空色涙 ~キミと、永遠と、桜を想う~

大樹によく似た面影の女の人が、お花をお供えしている。


あの頃よりも髪が短くなったけど、間違いない。


大樹のお母さんだ。


その場に立ち止まり、あたしは困惑した。


大樹とあたしが付き合っていたことは、結局ずっと秘密のままだったから。


悪い事をしていたとは思ってないけど、今さらやっぱり気が引ける。



それに・・・。


どうしよう。
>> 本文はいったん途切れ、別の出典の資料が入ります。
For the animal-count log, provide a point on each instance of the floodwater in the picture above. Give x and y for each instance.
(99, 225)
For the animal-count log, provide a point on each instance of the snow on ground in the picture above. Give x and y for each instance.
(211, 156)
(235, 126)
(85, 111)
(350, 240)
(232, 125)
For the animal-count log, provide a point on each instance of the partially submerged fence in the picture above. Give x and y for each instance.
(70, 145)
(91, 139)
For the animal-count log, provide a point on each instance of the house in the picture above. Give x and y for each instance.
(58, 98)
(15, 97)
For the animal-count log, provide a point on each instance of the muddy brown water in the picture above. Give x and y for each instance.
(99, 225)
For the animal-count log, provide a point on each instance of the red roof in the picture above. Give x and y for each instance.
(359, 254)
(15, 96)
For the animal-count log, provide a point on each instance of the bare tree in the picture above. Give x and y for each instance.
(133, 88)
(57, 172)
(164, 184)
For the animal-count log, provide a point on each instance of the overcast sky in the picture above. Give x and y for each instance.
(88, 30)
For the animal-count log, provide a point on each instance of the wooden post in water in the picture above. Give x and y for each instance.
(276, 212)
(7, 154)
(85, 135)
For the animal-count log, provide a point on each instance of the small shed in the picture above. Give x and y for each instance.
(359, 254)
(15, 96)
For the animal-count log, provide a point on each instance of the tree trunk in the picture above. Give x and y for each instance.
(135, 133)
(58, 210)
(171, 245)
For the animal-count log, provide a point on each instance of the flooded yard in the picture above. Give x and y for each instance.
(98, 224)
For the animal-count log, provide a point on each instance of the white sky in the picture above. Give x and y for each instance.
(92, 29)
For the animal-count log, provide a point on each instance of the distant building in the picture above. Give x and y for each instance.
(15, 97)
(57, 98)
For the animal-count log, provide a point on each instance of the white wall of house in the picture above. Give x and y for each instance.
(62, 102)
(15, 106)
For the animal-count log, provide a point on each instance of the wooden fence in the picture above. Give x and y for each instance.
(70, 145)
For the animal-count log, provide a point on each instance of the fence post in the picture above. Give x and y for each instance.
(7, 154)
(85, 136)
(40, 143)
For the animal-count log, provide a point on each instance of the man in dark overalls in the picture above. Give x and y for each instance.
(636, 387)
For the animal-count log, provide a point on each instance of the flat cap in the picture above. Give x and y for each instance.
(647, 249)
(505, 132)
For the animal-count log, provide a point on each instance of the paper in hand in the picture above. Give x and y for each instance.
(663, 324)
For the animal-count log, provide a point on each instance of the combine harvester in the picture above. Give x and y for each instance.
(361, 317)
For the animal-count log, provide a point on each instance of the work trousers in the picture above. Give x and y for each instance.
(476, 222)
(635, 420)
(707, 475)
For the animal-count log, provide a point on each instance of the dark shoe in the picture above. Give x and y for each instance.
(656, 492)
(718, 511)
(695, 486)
今あたしが行ったら邪魔だよね?


特別な時間を静かに過ごしたいだろうし。


お母さんが帰るまで、あたしはどこかで時間をつぶして・・・。



そう考えた途端、お母さんがこっちを振り向いた。


お互いの目がバッチリ合ってしまう。


うわ、気付かれちゃった。


とたんにお母さんの表情がパッと明るくなる。


「あら?」と意外なほど元気の良い声が聞こえてきた。


「もしかしたら、あなた大樹のお友だちかしら?」


「は、はい」


あたしは返事をしながら、ピンと背筋を伸ばして緊張した。


「大樹のお墓参りにきてくれたの?」

「はい」

「まあ、嬉しいわ。さ、どうぞどうぞ」


笑顔で手招きされてしまった・・・。


まさかこの状況で、「いえ、けっこうです」と言うわけにもいかない。


あたしはオズオズと近づいて行く。